Ah ! Les premiers éclairs éclatent, je vais m'interrompre un moment.
Le même jour, le soir.
L'orage s’est tu. Le silence fait du bien. Après que le ciel devienne gris, arrivent des nuages filandreux qui occupent le ciel. Le physicien de la base m'a parlé de particules cosmiques à l'origine de ces phénomènes un peu comme les aurores boréales sur la planète Terre Origine. De chez moi, je ne vois plus qu’eux à perte de vue. La lumière baisse encore au point qu'il faut allumer les lampes et puis commencent les éclairs. Je n'en avais jamais vu de pareils. Ils traversent tout le ciel, ne semblant diminuer que pour mieux reprendre force. Un éclair peut ainsi durer plusieurs minutes, et comme souvent il y en a plusieurs ensemble je te laisse imaginer le spectacle. Avec eux, il y a le tonnerre. Immense déflagration qui t’assourdit. La première fois que je l’ai entendu, cela m'a rappelé les champs de bataille de Salagar, quand les millions de lasers crépitaient ensemble, et que hurlaient les avions de combat.
Puis comme si l’aube arrivait la lumière revient doucement. Les éclairs se calment et cessent. La vie reprend son cours pour une heure, un jour ou un mois. Nul ne le sait, nous n'avons jamais pu le prévoir.
Tu vois, mon bien cher fils, je deviens comme ces vieillards dans les contes de ta jeunesse qui attendaient la mort en s'occupant à de petites choses.

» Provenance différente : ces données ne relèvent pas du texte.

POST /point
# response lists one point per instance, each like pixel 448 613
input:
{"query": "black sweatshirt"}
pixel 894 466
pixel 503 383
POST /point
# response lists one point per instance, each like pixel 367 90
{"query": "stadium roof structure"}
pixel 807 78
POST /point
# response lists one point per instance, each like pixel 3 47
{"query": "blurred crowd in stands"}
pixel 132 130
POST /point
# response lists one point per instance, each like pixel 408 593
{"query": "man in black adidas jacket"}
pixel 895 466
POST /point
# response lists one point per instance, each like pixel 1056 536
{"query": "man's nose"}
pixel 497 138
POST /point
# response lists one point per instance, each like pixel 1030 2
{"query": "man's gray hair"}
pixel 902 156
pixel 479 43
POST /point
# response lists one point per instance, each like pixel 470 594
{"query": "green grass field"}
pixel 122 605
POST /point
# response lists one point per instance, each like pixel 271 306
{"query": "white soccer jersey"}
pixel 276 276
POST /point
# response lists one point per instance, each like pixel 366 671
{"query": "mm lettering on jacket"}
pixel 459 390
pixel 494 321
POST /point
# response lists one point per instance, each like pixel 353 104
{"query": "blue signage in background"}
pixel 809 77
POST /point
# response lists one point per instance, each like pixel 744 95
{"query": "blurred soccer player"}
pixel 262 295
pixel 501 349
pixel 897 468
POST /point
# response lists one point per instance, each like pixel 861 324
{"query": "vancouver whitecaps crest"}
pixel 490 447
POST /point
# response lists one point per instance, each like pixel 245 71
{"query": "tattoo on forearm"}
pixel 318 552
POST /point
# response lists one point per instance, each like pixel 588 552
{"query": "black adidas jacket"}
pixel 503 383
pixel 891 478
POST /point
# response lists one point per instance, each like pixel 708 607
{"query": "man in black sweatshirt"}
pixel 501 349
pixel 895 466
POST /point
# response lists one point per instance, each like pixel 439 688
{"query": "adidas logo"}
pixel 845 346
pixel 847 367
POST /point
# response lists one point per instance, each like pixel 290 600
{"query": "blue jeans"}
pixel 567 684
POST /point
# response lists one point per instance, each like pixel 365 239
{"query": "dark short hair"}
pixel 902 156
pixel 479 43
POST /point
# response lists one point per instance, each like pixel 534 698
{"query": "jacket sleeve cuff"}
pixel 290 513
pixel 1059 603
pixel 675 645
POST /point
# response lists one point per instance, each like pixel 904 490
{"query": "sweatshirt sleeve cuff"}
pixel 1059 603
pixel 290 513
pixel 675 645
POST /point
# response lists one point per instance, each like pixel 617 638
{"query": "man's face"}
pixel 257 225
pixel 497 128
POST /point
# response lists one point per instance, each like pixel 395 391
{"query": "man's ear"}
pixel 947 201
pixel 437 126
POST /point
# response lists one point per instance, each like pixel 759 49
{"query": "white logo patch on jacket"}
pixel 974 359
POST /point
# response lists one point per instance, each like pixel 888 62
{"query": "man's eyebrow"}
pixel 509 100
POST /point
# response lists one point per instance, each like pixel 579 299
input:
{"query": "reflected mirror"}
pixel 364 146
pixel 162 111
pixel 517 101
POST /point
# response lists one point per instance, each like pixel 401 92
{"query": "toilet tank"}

En un an, pas un coup de téléphone, pas une émission de télé. Il n'y a ici ni l'un ni l'autre. Le seul véhicule qui marche un peu est un engin animé par un moteur diesel que l'on démarre à la manivelle. Le commandant le garde sous bulle d'azote pour éviter la corrosion. Il ne l’utilise que pour les urgences. La dernière remonte à deux mois. Bill, un de nos ravitailleurs, s'est cassé la jambe en tombant du chariot d’un traîneur à trois jours de route de l’astroport. Heureusement l'autre ravitailleur a pu nous prévenir par un messager monté sur une bête rapide, un alcent. Malgré le diesel nous avons failli avoir un mort. Soigner une fracture ouverte sans un paramédic automatique et sans pouvoir transfuser n'a pas été une mince affaire. Mon goût pour l'étude des vieilles techniques médicales m'a bien servi. Il est maintenant hors de danger mais ne pourra pas marcher avant encore trois mois. En écrivant cela je sens presque ton étonnement. Avec les paramédics automatiques qui réparent cela en 48 heures, nous avons oublié combien est longue la cicatrisation d'un os.
Je sais que tu ne peux pas écrire une lettre comme je le fais mais demande que ton message soit imprimé à la station orbitale. C'est ainsi que les autres reçoivent des nouvelles de chez eux. Essaye de ne pas m’oublier.